I’ve seen theses that read a bit like ‘I did this little interesting thing, then this other one, then another one…’ That doesn’t look good. If no one contribution is strong enough to be a thesis, then just putting them all into one document still isn’t a strong contribution. Note that in some cases, you can do a ‘thesis by publication’, which is a collection of papers, usually with an introduction and some wrapper information. But in which case it should still tie together with an overall contribution.

So with that in mind, lets now think about what a thesis is, with a few highlighted aspects that are often neglected.


  • A thesis advances knowledge

That’s the key. Some new understanding, new insights, backed up by evidence and critical thinking. But this also suggests that it needs to actually be an advance, so you really need to know the prior art. How much reading of the literature one should do is a different question, and depends on the topic, the field, and the researcher. But in my experience, researchers generally don’t explore the literature deep enough. One thing is for sure though; if the researcher ever makes the claim that no one has done this before, they better have the evidence to back that up.

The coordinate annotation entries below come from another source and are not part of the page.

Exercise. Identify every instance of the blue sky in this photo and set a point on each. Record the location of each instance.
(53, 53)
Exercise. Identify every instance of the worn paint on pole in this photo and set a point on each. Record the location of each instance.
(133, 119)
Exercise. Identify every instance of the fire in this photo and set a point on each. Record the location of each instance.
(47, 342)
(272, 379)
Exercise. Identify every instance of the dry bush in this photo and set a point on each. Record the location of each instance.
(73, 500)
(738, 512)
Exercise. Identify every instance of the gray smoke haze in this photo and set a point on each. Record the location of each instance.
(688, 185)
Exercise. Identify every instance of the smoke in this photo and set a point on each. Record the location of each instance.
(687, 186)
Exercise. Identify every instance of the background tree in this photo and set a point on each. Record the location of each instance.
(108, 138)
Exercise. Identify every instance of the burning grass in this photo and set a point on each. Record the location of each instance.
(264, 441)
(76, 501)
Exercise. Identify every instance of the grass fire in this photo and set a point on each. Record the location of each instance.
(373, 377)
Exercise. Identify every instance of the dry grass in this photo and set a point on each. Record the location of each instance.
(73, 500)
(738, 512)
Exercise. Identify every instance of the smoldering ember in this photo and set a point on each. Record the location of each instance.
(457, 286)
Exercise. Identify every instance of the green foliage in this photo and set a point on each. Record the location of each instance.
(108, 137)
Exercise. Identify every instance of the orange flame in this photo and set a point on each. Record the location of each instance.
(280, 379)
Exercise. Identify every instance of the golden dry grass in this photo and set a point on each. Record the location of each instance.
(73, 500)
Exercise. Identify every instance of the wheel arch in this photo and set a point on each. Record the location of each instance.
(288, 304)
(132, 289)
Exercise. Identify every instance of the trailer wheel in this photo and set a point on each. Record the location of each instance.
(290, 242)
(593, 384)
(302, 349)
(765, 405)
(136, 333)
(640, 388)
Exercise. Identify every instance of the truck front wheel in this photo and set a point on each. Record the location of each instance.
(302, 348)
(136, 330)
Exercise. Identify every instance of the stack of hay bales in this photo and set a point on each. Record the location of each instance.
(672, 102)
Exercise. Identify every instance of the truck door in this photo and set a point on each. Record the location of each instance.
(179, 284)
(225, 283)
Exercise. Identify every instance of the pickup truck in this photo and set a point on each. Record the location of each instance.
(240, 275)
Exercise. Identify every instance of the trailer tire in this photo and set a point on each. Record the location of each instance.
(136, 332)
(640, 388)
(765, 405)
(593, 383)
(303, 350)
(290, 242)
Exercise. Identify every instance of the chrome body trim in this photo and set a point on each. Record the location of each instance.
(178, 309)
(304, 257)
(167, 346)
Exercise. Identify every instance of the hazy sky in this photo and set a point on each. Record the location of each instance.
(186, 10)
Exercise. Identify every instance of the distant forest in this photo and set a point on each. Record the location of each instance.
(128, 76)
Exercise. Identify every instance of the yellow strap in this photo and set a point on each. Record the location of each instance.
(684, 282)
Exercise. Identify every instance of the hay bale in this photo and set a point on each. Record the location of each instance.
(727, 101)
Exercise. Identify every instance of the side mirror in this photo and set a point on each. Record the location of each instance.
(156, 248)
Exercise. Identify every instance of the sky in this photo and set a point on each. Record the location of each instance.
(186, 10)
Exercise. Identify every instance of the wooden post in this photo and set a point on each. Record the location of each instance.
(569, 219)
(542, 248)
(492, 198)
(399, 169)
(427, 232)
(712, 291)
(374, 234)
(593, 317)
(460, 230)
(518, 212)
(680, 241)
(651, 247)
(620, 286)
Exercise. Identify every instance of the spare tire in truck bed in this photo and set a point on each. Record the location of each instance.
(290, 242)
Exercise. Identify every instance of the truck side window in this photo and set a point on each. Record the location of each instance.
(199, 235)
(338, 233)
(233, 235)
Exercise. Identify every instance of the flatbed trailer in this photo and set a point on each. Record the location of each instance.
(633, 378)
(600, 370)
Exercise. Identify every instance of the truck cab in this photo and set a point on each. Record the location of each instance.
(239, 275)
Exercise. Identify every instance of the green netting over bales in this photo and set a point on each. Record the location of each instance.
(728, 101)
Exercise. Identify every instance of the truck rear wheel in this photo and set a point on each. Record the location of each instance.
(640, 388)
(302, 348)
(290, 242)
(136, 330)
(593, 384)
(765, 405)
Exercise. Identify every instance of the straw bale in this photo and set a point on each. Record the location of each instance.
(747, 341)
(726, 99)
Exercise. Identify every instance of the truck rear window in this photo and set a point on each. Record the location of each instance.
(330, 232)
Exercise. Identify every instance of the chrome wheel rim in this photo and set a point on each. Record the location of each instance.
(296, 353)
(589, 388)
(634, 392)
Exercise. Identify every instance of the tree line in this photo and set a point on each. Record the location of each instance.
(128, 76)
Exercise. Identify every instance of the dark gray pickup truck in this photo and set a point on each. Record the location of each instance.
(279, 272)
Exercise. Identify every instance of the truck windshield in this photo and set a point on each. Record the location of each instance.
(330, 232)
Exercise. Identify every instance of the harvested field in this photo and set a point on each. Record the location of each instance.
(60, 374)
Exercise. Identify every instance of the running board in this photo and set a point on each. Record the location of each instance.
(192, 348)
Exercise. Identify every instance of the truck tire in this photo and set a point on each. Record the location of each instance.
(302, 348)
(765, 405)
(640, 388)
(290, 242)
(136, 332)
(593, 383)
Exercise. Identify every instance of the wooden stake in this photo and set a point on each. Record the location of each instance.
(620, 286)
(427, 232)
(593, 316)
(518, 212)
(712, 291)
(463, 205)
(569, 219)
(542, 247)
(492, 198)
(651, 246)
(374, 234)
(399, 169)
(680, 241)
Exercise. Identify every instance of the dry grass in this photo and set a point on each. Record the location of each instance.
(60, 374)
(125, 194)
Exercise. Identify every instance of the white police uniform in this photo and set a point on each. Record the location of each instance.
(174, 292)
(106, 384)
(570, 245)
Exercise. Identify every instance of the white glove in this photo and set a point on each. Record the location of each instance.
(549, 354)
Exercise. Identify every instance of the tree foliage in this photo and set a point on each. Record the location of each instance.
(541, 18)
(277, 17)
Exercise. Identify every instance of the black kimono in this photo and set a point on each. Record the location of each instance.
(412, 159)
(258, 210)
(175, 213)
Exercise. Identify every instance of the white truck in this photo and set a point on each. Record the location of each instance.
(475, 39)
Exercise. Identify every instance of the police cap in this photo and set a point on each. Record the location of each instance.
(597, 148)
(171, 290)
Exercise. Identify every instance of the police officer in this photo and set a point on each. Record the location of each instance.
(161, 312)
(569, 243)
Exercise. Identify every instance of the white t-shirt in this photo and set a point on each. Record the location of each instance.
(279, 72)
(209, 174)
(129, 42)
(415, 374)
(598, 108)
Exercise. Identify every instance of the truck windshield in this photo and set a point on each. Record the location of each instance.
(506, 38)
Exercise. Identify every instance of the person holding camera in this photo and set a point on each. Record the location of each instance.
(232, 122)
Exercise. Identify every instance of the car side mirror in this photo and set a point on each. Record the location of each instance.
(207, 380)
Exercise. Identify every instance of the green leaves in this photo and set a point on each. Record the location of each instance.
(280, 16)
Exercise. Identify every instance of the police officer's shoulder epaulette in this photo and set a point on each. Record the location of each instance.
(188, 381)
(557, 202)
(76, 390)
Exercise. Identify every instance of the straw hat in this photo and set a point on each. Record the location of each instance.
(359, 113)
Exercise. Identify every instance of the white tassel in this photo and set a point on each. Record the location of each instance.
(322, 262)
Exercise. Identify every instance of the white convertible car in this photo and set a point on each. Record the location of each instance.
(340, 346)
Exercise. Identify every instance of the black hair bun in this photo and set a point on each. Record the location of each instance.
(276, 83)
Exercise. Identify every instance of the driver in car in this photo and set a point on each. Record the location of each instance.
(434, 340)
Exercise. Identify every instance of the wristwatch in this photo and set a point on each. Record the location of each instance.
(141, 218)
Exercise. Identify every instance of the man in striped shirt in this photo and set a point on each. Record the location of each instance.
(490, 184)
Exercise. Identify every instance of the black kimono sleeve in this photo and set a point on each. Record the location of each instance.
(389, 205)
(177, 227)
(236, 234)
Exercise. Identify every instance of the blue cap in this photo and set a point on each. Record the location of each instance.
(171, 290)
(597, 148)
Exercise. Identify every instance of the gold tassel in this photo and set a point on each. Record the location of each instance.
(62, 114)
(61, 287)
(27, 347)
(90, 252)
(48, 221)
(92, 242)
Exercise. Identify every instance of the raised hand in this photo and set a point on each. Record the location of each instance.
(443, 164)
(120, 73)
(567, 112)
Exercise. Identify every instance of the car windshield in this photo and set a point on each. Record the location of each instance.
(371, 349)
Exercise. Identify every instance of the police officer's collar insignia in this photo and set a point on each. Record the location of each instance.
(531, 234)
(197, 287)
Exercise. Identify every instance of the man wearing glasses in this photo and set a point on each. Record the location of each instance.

  • A thesis is an argument

The word ‘thesis’ comes from Greek, and means an argument in the sense of putting forth a position. That means that there needs to be some element of controversy in the topic, and the thesis provides strong evidence supporting a particular position. That is, someone knowledgeable in the field could read the abstract and think, ‘no, I don’t believe it,’ but then change his or her mind after reading the whole thesis.

  • A thesis tells a story

People tend to forget that it’s a book. Its meant to be read, and in some sense, enjoyed. So the researcher should think about the reader. I don’t mean it should be silly or salacious, but it should be engaging, and the researcher should always consider whether they (or at least some people in the field) would want to read what they’d written.